For many it would have been an ordinary scene. But as Munira Yamani watched her 7-year-old daughter Ruqaiyah move through their Conroe kitchen, turning on the oven to preheat and pulling out ingredients to bake a cake without any help, she marveled at what her youngest daughter, who had been going blind since she was a baby, could do on her own. “She was baking a cake for her grandma. She didn’t want help, and I could see she didn’t need it. She could see,” Munira recalls. “It was one of the best cakes I’ve ever tasted.”
There was a time when even the easiest tasks—picking Legos up off the floor, walking through a dimly lit room without stumbling—were nearly impossible for Ruqaiyah. When she was just 4 months old, her parents had noticed that her eyes didn’t seem to be focusing properly. After appointments with numerous doctors, a specialist at Baylor College of Medicine diagnosed Ruqaiyah with Leber Congenital Amaurosis, an inherited disease in which a mutation of the gene known as RPE65 causes the shortage of a protein with a key function: translating light into electrical signals that the brain can understand. Without it, patients start to lose their sight in childhood, becoming legally blind by the time they are teenagers.
In 2012, when Ruqaiyah was less than a year old, she began working with state-provided teachers to develop the skills she would need to live with limited sight. But her parents were already hearing there might be another option. Dr. Timothy Stout, chair of ophthalmology and director of the Cullen Eye Institute at Baylor, just a drive away in the heart of the Texas Medical Center, was performing clinical trials for a possible treatment on patients 3 and older. “We knew if there was something to be done, we would do it,” Ruqaiyah’s father, Hussein Yamani, says.
Since his med student days at Baylor, Stout had been researching ways to use viruses to transport useful information to cells. After becoming an ophthalmologist, he decided to try to combine that research with gene-therapy advances to treat eye diseases like LCA. “There were all of these devastating diseases that cause blindness in little kids, and I thought this would be the perfect place to test out gene therapy,” he says. “I thought that maybe we could put these therapeutic genes into viruses and make kids better.”
Working with a half dozen doctors and researchers across the country, Stout figured out how to insert copies of the RPE65 gene into the Adeno-associated virus—chosen for its small size, excellent carrying capacity, and general harmlessness—with the idea that, in surgery, doctors would remove the vitreous, clear fluid behind the retina and replace it with fluid full of the gene-loaded virus. Clinical trials, launched in 2007, found that while the treatment wasn’t as effective for adults, children with LCA saw vast improvements. And for the youngest patients, the results were staggering.
“Watch this,” Stout says as he pulls up a video on his iPad. A little boy wearing an eye patch tosses a baseball into the air. “We have all kinds of tests to show how the treatment has worked, but there’s nothing compared to a mom with a smartphone. With his untreated eye, he can’t catch the ball. But with his treated eye …” Stout taps the screen, and the video shows the boy, now using his other eye—surgeons operate on one at a time—catching the ball.
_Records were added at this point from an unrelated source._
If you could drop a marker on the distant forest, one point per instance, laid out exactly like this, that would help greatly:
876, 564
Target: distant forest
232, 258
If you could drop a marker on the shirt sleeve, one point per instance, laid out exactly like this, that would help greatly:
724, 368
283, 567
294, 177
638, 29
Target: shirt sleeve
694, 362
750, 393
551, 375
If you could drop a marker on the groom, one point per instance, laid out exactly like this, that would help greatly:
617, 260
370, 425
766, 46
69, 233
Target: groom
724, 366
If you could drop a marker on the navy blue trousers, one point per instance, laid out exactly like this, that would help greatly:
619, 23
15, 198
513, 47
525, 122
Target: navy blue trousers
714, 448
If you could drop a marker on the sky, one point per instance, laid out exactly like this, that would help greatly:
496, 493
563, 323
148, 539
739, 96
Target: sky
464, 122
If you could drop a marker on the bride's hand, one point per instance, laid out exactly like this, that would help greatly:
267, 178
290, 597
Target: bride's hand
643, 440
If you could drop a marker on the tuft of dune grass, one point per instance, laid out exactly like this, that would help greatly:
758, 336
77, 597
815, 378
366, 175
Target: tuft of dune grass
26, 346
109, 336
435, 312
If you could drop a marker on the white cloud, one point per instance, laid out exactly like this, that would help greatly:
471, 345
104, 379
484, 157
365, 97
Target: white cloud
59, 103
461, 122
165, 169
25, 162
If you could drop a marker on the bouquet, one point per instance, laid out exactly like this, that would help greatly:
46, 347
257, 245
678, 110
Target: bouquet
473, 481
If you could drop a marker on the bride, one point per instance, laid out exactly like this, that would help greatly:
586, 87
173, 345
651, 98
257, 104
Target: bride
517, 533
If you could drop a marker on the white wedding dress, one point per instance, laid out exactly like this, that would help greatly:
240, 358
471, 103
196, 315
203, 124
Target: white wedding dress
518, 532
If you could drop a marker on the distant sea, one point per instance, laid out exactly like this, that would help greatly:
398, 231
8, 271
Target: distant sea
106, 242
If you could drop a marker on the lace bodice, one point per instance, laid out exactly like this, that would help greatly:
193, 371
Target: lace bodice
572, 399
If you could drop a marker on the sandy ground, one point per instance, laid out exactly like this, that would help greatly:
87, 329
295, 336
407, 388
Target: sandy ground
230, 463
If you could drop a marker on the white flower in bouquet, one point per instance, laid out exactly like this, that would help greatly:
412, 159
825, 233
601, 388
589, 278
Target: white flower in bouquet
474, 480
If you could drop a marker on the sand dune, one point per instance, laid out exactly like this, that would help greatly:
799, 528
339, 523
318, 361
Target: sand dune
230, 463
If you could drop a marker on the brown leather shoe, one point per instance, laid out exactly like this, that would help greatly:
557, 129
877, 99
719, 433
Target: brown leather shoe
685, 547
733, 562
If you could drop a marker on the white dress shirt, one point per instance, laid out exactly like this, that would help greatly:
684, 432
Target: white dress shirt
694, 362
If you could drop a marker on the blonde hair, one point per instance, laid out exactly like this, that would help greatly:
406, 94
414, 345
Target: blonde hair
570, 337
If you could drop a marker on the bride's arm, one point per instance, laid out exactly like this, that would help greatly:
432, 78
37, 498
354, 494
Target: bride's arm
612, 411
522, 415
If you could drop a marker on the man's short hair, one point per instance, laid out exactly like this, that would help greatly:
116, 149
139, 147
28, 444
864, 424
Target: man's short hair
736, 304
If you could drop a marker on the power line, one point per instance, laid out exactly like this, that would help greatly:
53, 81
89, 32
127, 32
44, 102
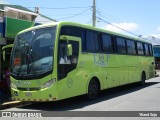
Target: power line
61, 7
127, 31
74, 15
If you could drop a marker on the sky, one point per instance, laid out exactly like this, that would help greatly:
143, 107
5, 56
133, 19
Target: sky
140, 17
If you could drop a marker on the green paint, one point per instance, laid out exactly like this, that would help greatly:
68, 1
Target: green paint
14, 26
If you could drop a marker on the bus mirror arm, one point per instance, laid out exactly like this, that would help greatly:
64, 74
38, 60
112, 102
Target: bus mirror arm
4, 55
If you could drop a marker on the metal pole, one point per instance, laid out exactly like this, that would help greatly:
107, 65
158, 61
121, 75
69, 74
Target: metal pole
94, 13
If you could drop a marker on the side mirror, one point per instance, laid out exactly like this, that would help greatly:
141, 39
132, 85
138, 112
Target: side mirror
69, 50
4, 55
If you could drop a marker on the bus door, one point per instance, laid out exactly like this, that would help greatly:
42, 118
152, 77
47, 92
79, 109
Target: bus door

In December 2017 the FDA approved Luxturna—an RPE65-loaded fluid manufactured by Spark Therapeutics, based on the work of Stout and his collaborators—making it the first FDA-approved gene therapy treatment in the country. And suddenly children diagnosed with LCA had options.
“When I finished my fellowship on retina surgery in 2016, the main teaching was still that there was really nothing we could do to help patients with these types of conditions,” says Dr. Tahira Scholle, assistant professor of ophthalmology at Baylor, where she’s one of three doctors who perform the procedure. “But once this hit the market that changed, almost overnight. We could do something for them now.”
Since Ruqaiyah had missed the chance to participate in Stout’s clinical trials, turning 3 after they were over, her parents had to wait for FDA approval to go forward. It was last fall that the girl, then 6, finally underwent the surgeries. At the time she was learning to use a cane, and aides would guide her through school every day. But within weeks she required fewer services. “She could go from her class to the library and to the cafeteria without any help at all,” Hussein says. “She didn’t want help, because she’s very independent. You never know what the future holds, but I never thought this would be possible.”
After Ruqaiyah’s surgery, her mother realized she was no longer nervous about her youngest daughter. Munira has even gone back to work, taking a part-time job in digital marketing. “It’s changed our lives, all of our lives. She can take care of herself, dress herself. And when she goes outside I’m not worried anymore, her siblings aren’t as worried, because she can see,” Munira says. “It’s like a miracle. It is a miracle.”